A simple mutation within a gene, such as the substitution of one nucleotide for another (a "single nucleotide polymorphism," or SNP), can modify which amino acid gets incorporated into the protein, altering the way it folds and functions. Though there are an estimated 30,000 SNPs in the human genome, which account for the genetic variation among humans, most are not harmful. Biologists consider these harmless mutations "neutral" because they do not affect the fitness of an organism.

Silent mutations are a subset of SNPs. They have no impact on the amino acid sequence of proteins and, therefore, were not expected to change their function. This belief has been a central tenet of biology for decades, but new research is eroding that orthodoxy. And an article in Science this past December substantially overturned it. Dr. Chava Kimchi-Sarfaty and her colleagues at the National Institutes of Health were trying to understand why certain silent mutations occurred with unusual frequency in a gene called multidrug resistance 1 (MDR1), found in human cancer cells. MDR1 codes for a protein that sits in the membrane and pumps chemotherapy drugs out of cells, rendering the cancer cells resistant to the drugs. The team discovered that a variant of the MDR1 gene, containing certain common silent mutations, made the cells even more effective at expelling cytotoxic drugs. The question was, how?

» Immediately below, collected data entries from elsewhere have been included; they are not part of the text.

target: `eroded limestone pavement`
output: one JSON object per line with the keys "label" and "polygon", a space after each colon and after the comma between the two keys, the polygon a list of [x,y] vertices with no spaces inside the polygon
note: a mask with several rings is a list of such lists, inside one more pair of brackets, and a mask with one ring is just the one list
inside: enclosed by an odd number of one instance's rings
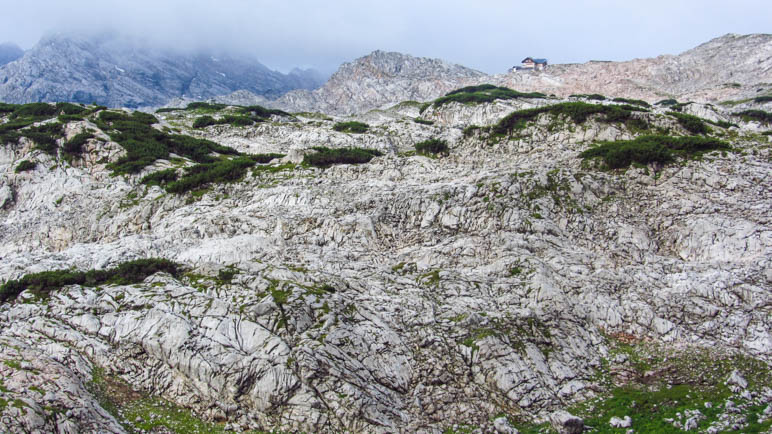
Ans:
{"label": "eroded limestone pavement", "polygon": [[[542,117],[499,143],[462,134],[536,104],[430,108],[434,125],[371,112],[363,135],[302,116],[190,130],[287,159],[385,153],[200,198],[111,177],[115,143],[92,140],[72,164],[24,140],[0,148],[2,279],[141,257],[190,271],[0,306],[0,430],[124,432],[95,391],[104,378],[229,429],[439,432],[547,420],[593,396],[615,333],[769,362],[769,136],[743,124],[725,132],[738,152],[612,173],[577,155],[624,127]],[[432,137],[449,156],[405,155]],[[14,173],[25,158],[38,167]]]}

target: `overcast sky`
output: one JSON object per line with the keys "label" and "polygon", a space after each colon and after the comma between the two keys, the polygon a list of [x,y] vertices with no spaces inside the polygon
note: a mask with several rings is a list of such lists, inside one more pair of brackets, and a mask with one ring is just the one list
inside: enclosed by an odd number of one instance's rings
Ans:
{"label": "overcast sky", "polygon": [[488,73],[678,54],[725,33],[772,33],[771,0],[0,0],[0,42],[117,30],[164,45],[251,53],[268,67],[333,72],[373,50]]}

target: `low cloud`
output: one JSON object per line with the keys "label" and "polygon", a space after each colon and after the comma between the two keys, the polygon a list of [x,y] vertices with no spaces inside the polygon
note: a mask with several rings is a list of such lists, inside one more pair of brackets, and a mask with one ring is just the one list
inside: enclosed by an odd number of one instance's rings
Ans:
{"label": "low cloud", "polygon": [[770,19],[772,4],[756,0],[37,0],[3,7],[0,42],[29,48],[50,32],[110,30],[166,47],[248,53],[283,71],[331,72],[382,49],[495,73],[529,55],[567,63],[677,54],[724,33],[768,31]]}

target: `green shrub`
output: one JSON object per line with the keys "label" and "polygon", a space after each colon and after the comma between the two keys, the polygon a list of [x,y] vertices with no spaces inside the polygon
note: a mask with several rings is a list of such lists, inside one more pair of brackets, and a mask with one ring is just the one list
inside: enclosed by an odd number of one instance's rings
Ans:
{"label": "green shrub", "polygon": [[415,144],[415,150],[420,155],[448,155],[450,148],[445,140],[429,139]]}
{"label": "green shrub", "polygon": [[177,178],[178,175],[176,169],[164,169],[143,176],[139,182],[140,184],[145,185],[163,185],[172,181],[176,181]]}
{"label": "green shrub", "polygon": [[181,194],[212,183],[238,181],[254,165],[255,161],[248,157],[197,164],[186,168],[182,178],[169,182],[165,188],[170,193]]}
{"label": "green shrub", "polygon": [[14,172],[21,173],[21,172],[26,172],[28,170],[33,170],[35,169],[35,167],[37,167],[37,165],[38,163],[35,163],[34,161],[21,160],[19,161],[19,164],[16,165]]}
{"label": "green shrub", "polygon": [[553,116],[567,116],[577,124],[583,123],[587,118],[595,114],[604,115],[601,119],[603,122],[625,122],[632,118],[632,112],[630,110],[626,110],[619,106],[587,104],[584,102],[564,102],[561,104],[553,104],[510,113],[496,125],[491,127],[491,133],[493,135],[510,134],[515,130],[525,128],[527,122],[536,119],[536,117],[542,113],[550,113]]}
{"label": "green shrub", "polygon": [[651,107],[651,104],[641,99],[629,99],[629,98],[614,98],[614,102],[623,102],[625,104],[639,105],[641,107]]}
{"label": "green shrub", "polygon": [[234,116],[234,115],[225,115],[223,116],[222,121],[227,124],[231,124],[234,127],[246,127],[249,125],[254,125],[255,120],[248,118],[246,116]]}
{"label": "green shrub", "polygon": [[445,96],[456,95],[459,93],[477,93],[477,92],[484,92],[486,90],[494,90],[494,89],[506,89],[506,88],[501,88],[498,86],[494,86],[492,84],[480,84],[477,86],[467,86],[467,87],[462,87],[460,89],[452,90],[446,93]]}
{"label": "green shrub", "polygon": [[631,105],[631,104],[619,104],[617,107],[621,108],[622,110],[628,110],[631,112],[648,112],[649,109],[645,107],[641,107],[638,105]]}
{"label": "green shrub", "polygon": [[16,104],[0,102],[0,113],[13,113],[17,108]]}
{"label": "green shrub", "polygon": [[25,290],[41,298],[67,285],[97,286],[103,284],[130,285],[140,283],[148,276],[166,272],[179,277],[181,266],[159,258],[138,259],[107,270],[55,270],[27,274],[18,280],[9,280],[0,286],[0,303],[14,300]]}
{"label": "green shrub", "polygon": [[739,116],[746,122],[753,120],[765,124],[772,123],[772,113],[765,112],[764,110],[744,110],[739,113],[734,113],[733,116]]}
{"label": "green shrub", "polygon": [[188,104],[185,110],[200,110],[200,111],[218,111],[228,107],[227,104],[212,104],[208,102],[192,102]]}
{"label": "green shrub", "polygon": [[161,107],[158,110],[156,110],[155,112],[156,113],[169,113],[169,112],[177,112],[177,111],[181,111],[181,110],[185,110],[185,109],[183,109],[183,108],[176,108],[176,107]]}
{"label": "green shrub", "polygon": [[64,152],[71,154],[71,155],[78,155],[80,154],[81,147],[86,144],[86,141],[90,138],[94,137],[93,134],[89,132],[83,132],[76,134],[73,138],[65,142],[63,148]]}
{"label": "green shrub", "polygon": [[770,102],[772,101],[772,95],[764,95],[764,96],[757,96],[756,98],[753,98],[753,102]]}
{"label": "green shrub", "polygon": [[468,127],[464,128],[464,131],[462,134],[465,138],[472,137],[475,133],[478,131],[486,130],[487,128],[483,128],[479,125],[469,125]]}
{"label": "green shrub", "polygon": [[217,280],[223,283],[231,283],[237,274],[239,274],[239,270],[235,268],[223,268],[217,272]]}
{"label": "green shrub", "polygon": [[413,119],[413,122],[421,125],[434,125],[434,121],[430,121],[427,119],[421,119],[421,118],[415,118]]}
{"label": "green shrub", "polygon": [[193,121],[193,128],[204,128],[208,127],[209,125],[217,125],[219,122],[211,116],[201,116],[200,118],[196,118],[195,121]]}
{"label": "green shrub", "polygon": [[678,104],[678,101],[676,101],[676,100],[674,100],[672,98],[663,99],[661,101],[657,101],[657,102],[654,103],[654,105],[662,105],[662,106],[666,106],[666,107],[667,106],[676,105],[676,104]]}
{"label": "green shrub", "polygon": [[569,95],[569,98],[585,98],[585,99],[593,99],[596,101],[605,101],[606,97],[599,94],[599,93],[591,93],[591,94],[584,94],[584,93],[578,93],[574,95]]}
{"label": "green shrub", "polygon": [[667,114],[676,118],[678,123],[692,134],[707,134],[710,132],[710,128],[697,116],[679,112],[667,112]]}
{"label": "green shrub", "polygon": [[56,107],[51,104],[33,102],[16,106],[11,116],[17,118],[50,118],[55,116],[56,113]]}
{"label": "green shrub", "polygon": [[50,155],[56,155],[56,140],[63,135],[62,127],[63,125],[60,123],[49,123],[22,130],[20,134],[35,142],[37,149]]}
{"label": "green shrub", "polygon": [[69,102],[56,103],[56,112],[64,115],[79,115],[86,112],[87,109],[83,106],[72,104]]}
{"label": "green shrub", "polygon": [[364,122],[357,122],[357,121],[338,122],[332,127],[333,130],[340,131],[343,133],[366,133],[369,128],[370,128],[370,125],[367,125]]}
{"label": "green shrub", "polygon": [[370,162],[374,157],[383,155],[374,149],[363,148],[330,149],[320,146],[313,149],[316,152],[303,157],[303,163],[315,167],[330,167],[333,164],[363,164]]}
{"label": "green shrub", "polygon": [[83,115],[59,115],[56,120],[63,124],[67,122],[82,121]]}
{"label": "green shrub", "polygon": [[285,155],[284,154],[249,154],[246,157],[252,159],[255,163],[267,164],[267,163],[270,163],[271,160],[275,158],[284,158]]}
{"label": "green shrub", "polygon": [[[451,102],[462,104],[480,104],[492,102],[497,99],[516,99],[516,98],[545,98],[546,95],[539,92],[523,93],[506,87],[498,87],[492,84],[482,84],[479,86],[468,86],[448,92],[445,96],[437,98],[432,102],[435,107]],[[423,112],[423,110],[421,110]]]}
{"label": "green shrub", "polygon": [[276,116],[292,116],[291,114],[276,109],[267,109],[259,105],[251,105],[247,107],[239,107],[238,111],[243,114],[254,116],[260,119],[269,119],[272,115]]}
{"label": "green shrub", "polygon": [[156,160],[169,157],[173,152],[190,158],[197,163],[212,163],[217,158],[213,152],[237,155],[233,148],[219,145],[211,140],[179,134],[168,134],[152,127],[158,122],[155,116],[134,112],[131,115],[121,112],[103,111],[99,114],[97,125],[118,142],[126,155],[110,165],[114,174],[136,173],[153,164]]}
{"label": "green shrub", "polygon": [[615,142],[600,142],[579,157],[583,159],[599,158],[605,167],[620,169],[633,163],[666,164],[676,156],[691,158],[704,152],[716,149],[729,149],[729,145],[721,140],[708,137],[671,137],[671,136],[640,136],[634,140],[619,140]]}

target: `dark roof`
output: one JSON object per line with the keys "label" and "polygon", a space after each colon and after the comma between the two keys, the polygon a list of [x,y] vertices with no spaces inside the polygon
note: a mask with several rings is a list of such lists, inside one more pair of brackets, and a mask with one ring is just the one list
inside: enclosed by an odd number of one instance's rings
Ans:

After further investigation, the team showed that the silent mutations in MDR1 were actually slowing down the protein-making process. And since the folding of a protein into its three-dimensional shape is partially speed-dependent, these mutations were able to alter the structure—and biological function—of the protein without changing its basic building blocks. Through a series of elegant experiments, the team put to rest the idea that silent mutations were neutral.

This mechanism, which they call "translational pausing," is actually just one of several ways in which silent mutations have very recently been shown to affect protein function—and, more broadly, the fitness of an organism. It turns out that silent mutations can also change the stability of mRNA, one of the important intermediates in the transfer of information from DNA to proteins, and disrupt gene splicing, the process by which the DNA that contains genes is trimmed away from the rest of the genome.